In the space of a few weeks two iconic symbols of finance self-destructed.

Silicon Valley Bank (SVB) represented the bold new face of finance. It gave financial life to startup companies. It was there where other banks feared to tread. It was the banking life and soul of early-stage companies. It was comfortable dealing with entrepreneurs because it was an entrepreneurial bank. It was the banking version of the new economy.

At the other end of the spectrum was Credit Suisse, a 167-year-old institution that represented the financial solidity and probity of Switzerland. It was a serious institution, almost as representative of the country as the cross on the Swiss flag. The hard-working burghers of Switzerland could count on it, rain or shine. It survived financial panics, two world wars and, unlike UBS, did not need to be bailed out by the Swiss government in 2008. It was stability incarnate, a trustworthy institution.

How could this have happened? How could both these banks, one so dynamic and one so traditional, just disappear all of a sudden. Many explanations will come forth, many technical considerations will be discussed, many regulations will be examined but in the end the problem was poor management and a lack of common sense.

SVB’s liabilities were short-term and its assets, although liquid, were long-term. Its deposits came from a relatively narrow range of newly wealthy depositors. As interest rates rose and the economic outlook declined, depositors started taking money out to fund their cash flow negative companies’ operations. Management didn’t want to take a loss on their treasury bond portfolio. Regulators had on multiple occasions warned management of its severely unbalanced book of business. Management, which had an almost willful disregard of the basic tenets of banking, ignored the warnings.

Credit Suisse management wanted the profits and thrills of investment banking. It sought relevance in a world that was not its own. It had strayed into a savannah populated by creatures of a different world. It had bought First Boston, which previously had bought the even more hard charging Donaldson, Lufkin & Jenrette.

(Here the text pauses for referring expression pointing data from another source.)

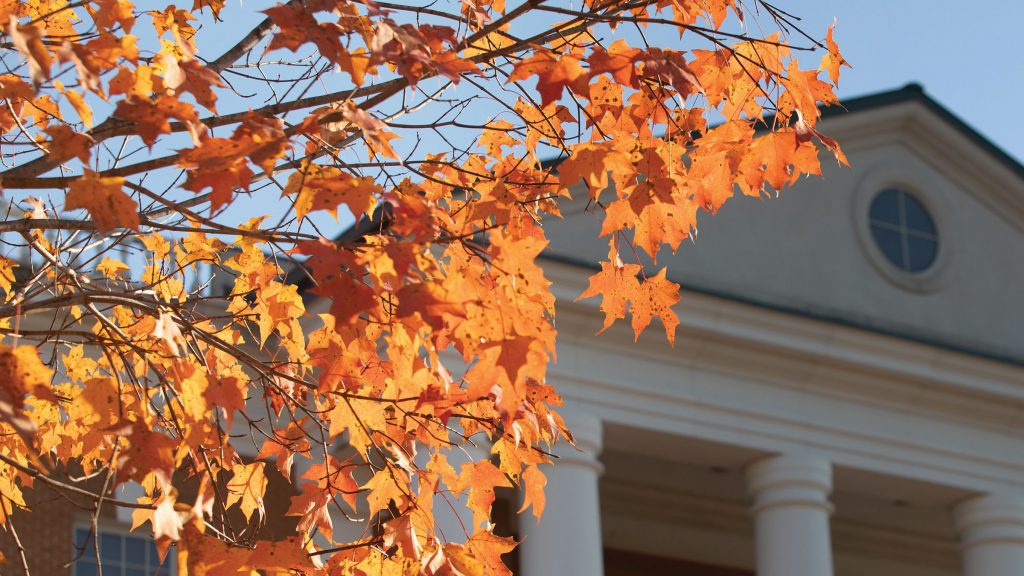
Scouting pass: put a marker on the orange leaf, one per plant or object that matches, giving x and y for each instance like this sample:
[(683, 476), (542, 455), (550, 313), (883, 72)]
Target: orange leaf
[(110, 207)]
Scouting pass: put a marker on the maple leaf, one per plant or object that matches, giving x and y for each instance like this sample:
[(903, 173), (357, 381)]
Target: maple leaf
[(20, 373), (655, 297), (401, 533), (103, 198), (7, 278), (112, 269), (326, 189), (148, 452), (67, 144), (311, 506), (616, 284), (29, 41), (480, 479), (375, 131), (833, 59), (534, 481), (555, 73), (591, 163), (166, 521), (247, 487), (185, 325)]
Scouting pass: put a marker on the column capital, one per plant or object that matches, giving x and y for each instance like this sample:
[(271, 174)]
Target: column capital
[(790, 480), (989, 519)]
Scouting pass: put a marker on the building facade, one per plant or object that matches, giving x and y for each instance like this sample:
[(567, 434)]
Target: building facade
[(846, 394), (845, 397)]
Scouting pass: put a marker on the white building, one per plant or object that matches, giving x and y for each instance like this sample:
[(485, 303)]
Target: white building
[(846, 395)]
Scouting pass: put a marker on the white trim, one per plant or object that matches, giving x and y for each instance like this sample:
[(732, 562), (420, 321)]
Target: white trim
[(775, 382)]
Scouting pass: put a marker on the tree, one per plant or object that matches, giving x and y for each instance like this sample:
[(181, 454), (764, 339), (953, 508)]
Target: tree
[(150, 155)]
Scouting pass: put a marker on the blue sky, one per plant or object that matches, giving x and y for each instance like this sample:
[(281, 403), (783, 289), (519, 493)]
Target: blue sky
[(966, 54)]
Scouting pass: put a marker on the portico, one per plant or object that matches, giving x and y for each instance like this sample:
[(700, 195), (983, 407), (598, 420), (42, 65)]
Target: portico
[(775, 445)]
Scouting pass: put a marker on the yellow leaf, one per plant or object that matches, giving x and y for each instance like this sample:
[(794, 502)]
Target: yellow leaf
[(247, 487)]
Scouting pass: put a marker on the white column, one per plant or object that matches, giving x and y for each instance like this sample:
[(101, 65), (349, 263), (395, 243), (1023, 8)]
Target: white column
[(791, 515), (567, 539), (991, 529)]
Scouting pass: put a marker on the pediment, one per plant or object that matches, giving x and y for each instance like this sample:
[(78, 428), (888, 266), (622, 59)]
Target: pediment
[(811, 251)]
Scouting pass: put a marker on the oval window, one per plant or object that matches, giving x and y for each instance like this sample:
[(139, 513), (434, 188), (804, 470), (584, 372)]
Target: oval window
[(903, 231)]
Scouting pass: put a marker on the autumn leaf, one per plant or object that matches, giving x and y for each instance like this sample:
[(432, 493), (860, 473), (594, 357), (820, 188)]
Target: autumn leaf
[(182, 301), (113, 269), (535, 481), (246, 488), (555, 73), (29, 41), (105, 201)]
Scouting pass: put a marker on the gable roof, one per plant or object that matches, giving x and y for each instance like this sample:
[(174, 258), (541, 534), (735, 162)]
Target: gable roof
[(908, 94)]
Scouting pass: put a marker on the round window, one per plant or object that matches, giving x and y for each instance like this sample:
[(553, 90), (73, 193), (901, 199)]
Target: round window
[(903, 231)]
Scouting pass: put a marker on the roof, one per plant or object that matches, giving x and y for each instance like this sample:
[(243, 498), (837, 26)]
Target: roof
[(911, 92)]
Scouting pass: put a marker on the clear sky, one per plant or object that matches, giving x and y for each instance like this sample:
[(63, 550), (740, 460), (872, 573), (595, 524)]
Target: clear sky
[(966, 54)]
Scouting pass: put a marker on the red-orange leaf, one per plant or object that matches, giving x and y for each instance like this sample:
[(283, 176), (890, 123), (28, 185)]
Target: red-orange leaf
[(103, 198)]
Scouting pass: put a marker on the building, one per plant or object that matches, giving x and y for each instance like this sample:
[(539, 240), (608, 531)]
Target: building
[(846, 395)]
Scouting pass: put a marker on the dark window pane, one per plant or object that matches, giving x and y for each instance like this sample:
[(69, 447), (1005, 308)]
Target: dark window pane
[(110, 547), (84, 542), (135, 550), (918, 217), (923, 253), (86, 568), (890, 244), (885, 207)]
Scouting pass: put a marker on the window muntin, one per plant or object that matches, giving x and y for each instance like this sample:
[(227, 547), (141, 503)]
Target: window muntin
[(903, 231), (121, 554)]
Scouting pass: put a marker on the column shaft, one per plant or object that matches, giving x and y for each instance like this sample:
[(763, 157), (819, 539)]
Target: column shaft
[(991, 530), (567, 539), (791, 512)]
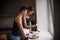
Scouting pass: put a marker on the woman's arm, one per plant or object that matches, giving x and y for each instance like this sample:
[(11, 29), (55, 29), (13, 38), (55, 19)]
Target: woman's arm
[(25, 23), (19, 23)]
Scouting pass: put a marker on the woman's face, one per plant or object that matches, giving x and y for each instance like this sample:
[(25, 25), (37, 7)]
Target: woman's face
[(25, 12), (30, 12)]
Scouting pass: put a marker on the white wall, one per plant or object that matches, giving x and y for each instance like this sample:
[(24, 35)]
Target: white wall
[(42, 15)]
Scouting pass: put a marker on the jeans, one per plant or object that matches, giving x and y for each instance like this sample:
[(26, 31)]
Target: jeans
[(15, 37)]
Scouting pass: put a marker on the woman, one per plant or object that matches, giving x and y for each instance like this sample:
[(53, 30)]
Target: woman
[(27, 19), (17, 30)]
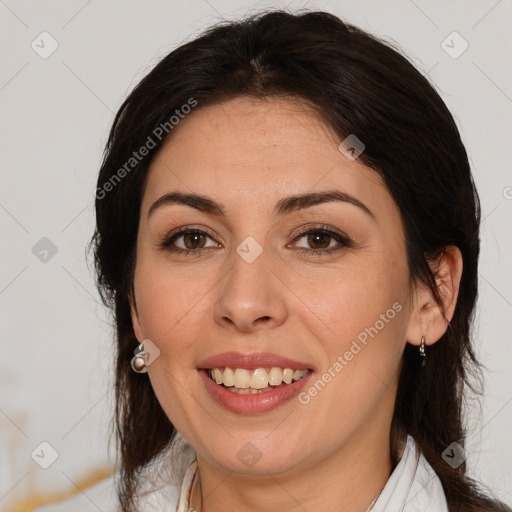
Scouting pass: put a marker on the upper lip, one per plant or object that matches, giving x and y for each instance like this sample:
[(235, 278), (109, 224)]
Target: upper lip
[(251, 361)]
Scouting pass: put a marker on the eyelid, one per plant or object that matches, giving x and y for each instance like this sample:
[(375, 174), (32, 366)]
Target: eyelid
[(341, 238)]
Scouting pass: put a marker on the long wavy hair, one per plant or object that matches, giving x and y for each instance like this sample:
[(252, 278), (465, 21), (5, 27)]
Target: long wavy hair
[(358, 84)]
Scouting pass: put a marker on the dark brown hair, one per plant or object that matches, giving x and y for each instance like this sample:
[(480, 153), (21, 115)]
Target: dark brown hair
[(359, 85)]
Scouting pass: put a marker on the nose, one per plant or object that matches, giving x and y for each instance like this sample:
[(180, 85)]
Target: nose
[(250, 297)]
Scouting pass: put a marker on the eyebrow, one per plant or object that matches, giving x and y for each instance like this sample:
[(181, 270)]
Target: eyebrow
[(283, 206)]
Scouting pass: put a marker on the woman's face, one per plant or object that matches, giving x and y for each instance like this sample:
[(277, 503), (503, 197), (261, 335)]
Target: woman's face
[(248, 288)]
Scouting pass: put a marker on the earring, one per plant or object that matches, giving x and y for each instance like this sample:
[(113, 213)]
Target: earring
[(138, 362), (422, 351)]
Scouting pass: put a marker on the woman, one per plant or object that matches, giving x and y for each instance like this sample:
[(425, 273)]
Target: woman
[(287, 233)]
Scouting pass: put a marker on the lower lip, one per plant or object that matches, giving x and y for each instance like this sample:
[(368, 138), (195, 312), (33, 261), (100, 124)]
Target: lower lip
[(252, 403)]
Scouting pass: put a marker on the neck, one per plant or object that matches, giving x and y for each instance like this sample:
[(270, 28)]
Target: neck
[(354, 475)]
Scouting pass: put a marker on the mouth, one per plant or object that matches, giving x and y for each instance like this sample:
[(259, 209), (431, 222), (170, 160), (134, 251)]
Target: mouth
[(257, 380)]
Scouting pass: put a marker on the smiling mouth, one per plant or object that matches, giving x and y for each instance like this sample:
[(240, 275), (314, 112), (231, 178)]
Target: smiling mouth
[(258, 380)]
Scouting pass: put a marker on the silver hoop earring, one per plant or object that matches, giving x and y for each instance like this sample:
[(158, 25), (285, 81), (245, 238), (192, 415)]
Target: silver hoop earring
[(138, 362), (422, 351)]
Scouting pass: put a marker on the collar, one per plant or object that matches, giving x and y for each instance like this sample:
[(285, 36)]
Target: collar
[(412, 486)]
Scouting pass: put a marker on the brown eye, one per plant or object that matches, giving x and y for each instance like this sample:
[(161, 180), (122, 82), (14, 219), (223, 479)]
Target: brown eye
[(319, 240), (194, 240), (322, 241), (187, 241)]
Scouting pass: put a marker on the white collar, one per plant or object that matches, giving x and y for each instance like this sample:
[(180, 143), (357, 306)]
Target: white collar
[(412, 486)]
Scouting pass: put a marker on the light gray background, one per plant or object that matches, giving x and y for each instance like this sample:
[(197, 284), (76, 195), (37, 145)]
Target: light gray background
[(56, 363)]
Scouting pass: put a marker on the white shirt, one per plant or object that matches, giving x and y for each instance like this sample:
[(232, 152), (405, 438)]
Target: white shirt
[(413, 486)]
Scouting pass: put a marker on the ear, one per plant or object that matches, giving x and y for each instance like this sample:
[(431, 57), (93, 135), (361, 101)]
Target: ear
[(137, 328), (426, 316)]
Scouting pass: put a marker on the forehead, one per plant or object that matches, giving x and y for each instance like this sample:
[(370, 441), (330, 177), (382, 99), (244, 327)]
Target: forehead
[(246, 150)]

They admired these animals who were colorful, who prowled silently, who pounced swiftly, who were smooth and had an elegance of motion that beguiled those who were grey suited and slow of action.

Each had an arrogance. One had never become rooted in banking. The other had lost its roots in its banking tradition. Each lacked what the other had in abundance. Perhaps such is the nature of human experience.

Money now moves almost instantaneously. Will we need guarantees of all deposits to prevent bank runs? Who knows? Something new and something old have now gone. An epoch has passed, and so has our eroding belief in many things financial.